A primary benefit of The Network Cultivator™ is its capacity to reframe dysfunctional networks. This is a critical step for family systems, which are complex, slow to change, and impact the quality of life for middle age adults. There is also an understandable tendency to see dysfunctional family sectors as predestined, a perspective that assumes individual members are simply “stuck” with the way things are. The Network Cultivator™ can alter this bias by providing a protocol to test assumptions that individuals have about their family system. It effectively identifies strategies that make them incapable of moving beyond chronic conflict and pessimism. It then provides a way to recast these strategies into a more effective format. The reframing of dysfunctional sectors alone can reduce the volatility of this essential sector by helping middle age adults modify their perspective and expectations. This creates a more realistic view of the family system and what individual members can or cannot control. It also highlights the inherent pitfalls and limitations of family systems reinforcing the fundamental need to seek outside communities to insure a more balanced inventory of network resources.

The Network Cultivator™ is an ideal tool to define the theme and structure of new social networks. The global summary maps out quality sectors that are at high risk for instability due to poor relationship ecology. It also uses historical success to emphasize the community structure that has been beneficial in the past. With this information, middle age adults can begin to seek out or create highly individualized affinity groups. Whether to shore up exhaustion from working with aging parents or creating an ad hoc support group for coping with a devastating diagnosis, The Network Cultivator™ provides baby boomers tools for distributive decision making that intensely involves social networks in filtering choices, vetting decisions, and monitoring progress.

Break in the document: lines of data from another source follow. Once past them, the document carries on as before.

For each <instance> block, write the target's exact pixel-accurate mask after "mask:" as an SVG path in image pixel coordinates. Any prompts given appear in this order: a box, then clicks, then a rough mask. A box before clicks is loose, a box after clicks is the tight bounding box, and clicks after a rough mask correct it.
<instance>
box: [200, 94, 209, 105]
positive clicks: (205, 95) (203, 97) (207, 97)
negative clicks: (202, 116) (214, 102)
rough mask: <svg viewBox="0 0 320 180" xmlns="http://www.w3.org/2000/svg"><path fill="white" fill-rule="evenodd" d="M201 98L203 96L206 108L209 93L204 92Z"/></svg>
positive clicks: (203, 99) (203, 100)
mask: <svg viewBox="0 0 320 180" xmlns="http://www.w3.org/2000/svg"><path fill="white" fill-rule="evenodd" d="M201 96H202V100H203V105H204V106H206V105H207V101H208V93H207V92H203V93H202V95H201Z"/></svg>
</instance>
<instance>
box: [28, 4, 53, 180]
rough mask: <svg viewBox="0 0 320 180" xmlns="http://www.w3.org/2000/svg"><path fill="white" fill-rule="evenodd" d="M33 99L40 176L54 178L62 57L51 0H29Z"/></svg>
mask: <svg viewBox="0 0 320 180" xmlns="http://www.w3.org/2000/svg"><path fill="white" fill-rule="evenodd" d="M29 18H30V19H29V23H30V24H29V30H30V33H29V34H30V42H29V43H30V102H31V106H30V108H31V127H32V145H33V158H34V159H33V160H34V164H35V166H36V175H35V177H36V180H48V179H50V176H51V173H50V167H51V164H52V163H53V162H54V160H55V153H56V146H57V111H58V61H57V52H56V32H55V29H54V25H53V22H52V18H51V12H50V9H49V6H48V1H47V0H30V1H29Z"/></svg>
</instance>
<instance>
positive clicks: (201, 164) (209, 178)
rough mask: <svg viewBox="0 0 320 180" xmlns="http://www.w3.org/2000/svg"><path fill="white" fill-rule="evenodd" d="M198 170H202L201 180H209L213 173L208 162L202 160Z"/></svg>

New network communities are a source of great hope for middle age adults. They represent a new beginning, a chance to join forces with kindred spirits who have similar needs, issues, or interests. As important, their form and content are not bound by what has occurred in the first half of life. The second half world operates with a unique intensity and content that only the experience of being middle age can comprehend. The scope and depth of the upheaval argues for a more open-minded approach to reinvention, to risk moving into uncharted waters to find or create new networks that could to be the deciding factor in preserving quality of life.

Reinvention for middle age adults involves the past as much as it does the future. It is not surprising that desires and dreams from youth resurface amid the crisis of middle age. Passions that have been put on the shelf for years suddenly surface and insist on reconsideration. This renaissance of unfulfilled dreams carries enormous emotional sway for reframing middle age goals. In the same manner it provides a focal point for discovering or creating new social networks. It is a transformational insight that turns a perceived setback of being older into an opportunity to finally pursue what you really wanted in the first place. Learning Greek while studying ancient history on location in Athens with a group of like-mind peers is no longer out of the question. So is a scratch start to learn golf, piano, salsa dancing, or a foreign language. It also includes forays into new business venture, going back to college, joining humanitarian missions, remodeling a house, or upgrading a marriage. Once freed up to leverage middle age as a cause for reinvention, baby boomers can mobilize a vast array of skills, choices, and technologies to self-organize in dramatic new and exciting ways.

One response to “Boomer Community: Aging with the Right People

  1. This sounds fascinating. I work with seniors regularly — as a senior move manager in New York City. As I get to know new clients, I’m always interested to understand their social networks. I feel like I’m always studying clients to make plans for how to age gracefully!